Thursday, October 20, 2011

Classical Education: Part III

This is Part III in a series on Classical Education written by Troy Wathen.  Click here for Part I and Part II.  Troy is our Associate Director as well as a Lower Middle School teacher on Track A.  He and his wife, Summer, moved here recently with their two 
daughters, Faith Marie and Grace.  Both girls are in Lower Middle School.



“Why do we do it this way?” is a common question people ask regarding the methods and content of classical education. The curious thing about this particular question is that classical educators are asked it repeatedly when we have very good answers for the question while “modern” educators are seldom asked to provide sound reasons for the methods used in most classrooms across the country. I believe this is because most in our modern society have come to accept that those who write textbooks and those who use the textbooks know what is best for our children. However, an education without a clear philosophy behind it ends up lacking clarity of purpose. Furthermore, education becomes a process of teaching students to take packaged tests rather than teaching them how to think. As classical educators, this is why we teach the way we do—we want to light the fire of thinking in our students.




Regarding the methods, classical educators ascribe to the medieval process of the Trivium—grammar, logic, and rhetoric. Most educators agree that all students move through developmental stages from the concrete understanding of simple facts, to the logical connection of those facts, and finally, to the ability to pull these connections together and communicate them effectively. These stages are essentially The Trivium. Some of us also believe that grammar, logic, and rhetoric are necessary components of learning any subject regardless of one’s developmental stage. If I learn guitar, it is best to memorize the strings on the guitar (grammar), how to form notes, and how to combine those notes to make chords (the logic), and lastly, how to blend the individual notes and chords to create beautiful music (rhetoric). I personally, failed to take the time with the grammar of guitar so I remain limited in my ability to create truly beautiful music. I need to go back and re-learn the grammar and logic instead of memorize a whole bunch of chords. This is also why good readers begin with phonics and work their way to reading. The basic skills are essential for later flourishing.



Latin textbooks available in SLOCA's bookstore


Latin is a common classical subject choice that gets critiqued because of its lack of use in modern society. However, Latin is foundational for unlocking the system of language in general, and especially the Romance languages of Spanish, French, Italian, Portuguese, and Romanian. Latin further drives the student to truly understand how English works because it forces the decomposition of language in order to comprehend the purpose words play in the sentence. It presents grammar in a different form from English, demanding that the learner wrap his/her mind around what a subject, direct object, verb, object of the preposition, and adjective actually do in the sentence. This forced understanding enriches one’s mastery of English. The key to Latin is to appreciate the benefits and beauty of the language; something often lost on pre-adolescents and adolescents—especially for those whose significant adults agree that Latin is a “dead language.” It is far from dead. It only is to those who choose not to learn and appreciate the deep benefits of the process and content of Latin.

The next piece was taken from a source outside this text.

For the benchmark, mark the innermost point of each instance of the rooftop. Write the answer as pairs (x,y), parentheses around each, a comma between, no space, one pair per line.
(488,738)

Due to space, I will tackle one last distinctive—great books. My definition of “great books” is those books that capture the essence of the human struggle. Some come at this struggle from the perspective of the value of bravery and valor in the face of conflict, some from our tendency to run from conflict or our inner struggle to do right. Others deal with the philosophy of how human motivation works and the struggle between good and evil. At the core, great books capture the human story that is shared by every human being in every generation. Sometimes it is necessary to understand the context of the time period to link the theme to us today, but most great books are timeless because we can relate to that which is common to all human beings. Great books acknowledge the grip of selfishness but call us to rise above to act with virtue. Most great books relate to other great books enhancing this story of human interaction with the world and with others who share this world. Great books help us to rise above the mundane and consider nobility of character and our struggle to attain the highest virtues. Most help us to see that life is better when we pursue the true, noble, and right. Lastly, great books are worthy of multiple reads because of their depth. C.S. Lewis said, “The sure mark of an unliterary man is that he considers “I’ve read it already” to be a conclusive argument against reading a work…Those who read great works, on the other hand, will read the same work ten, twenty or thirty times during the course of their life (emphasis mine). At SLO Classical Academy, we are just getting our students started by reading through the timeline three times from 1st grade to 12th.

There are so many levels to classical education, making it one of the most humbling and yet enlivening forms of education available to us today. If you are interested in learning more about the details of classical education, I encourage you to visit one of our School Tours offered each month or visit our website. Most who do wish they could go back to school. The great thing is that at SLO Classical Academy the whole family does get to go back to school. We welcome your intelligent pursuit of an education that suits your family.






Thank you, Troy for educating, inspiring and reminding us why we have chosen a classical education for our children and thus for ourselves.  Semper discentes (always learning together).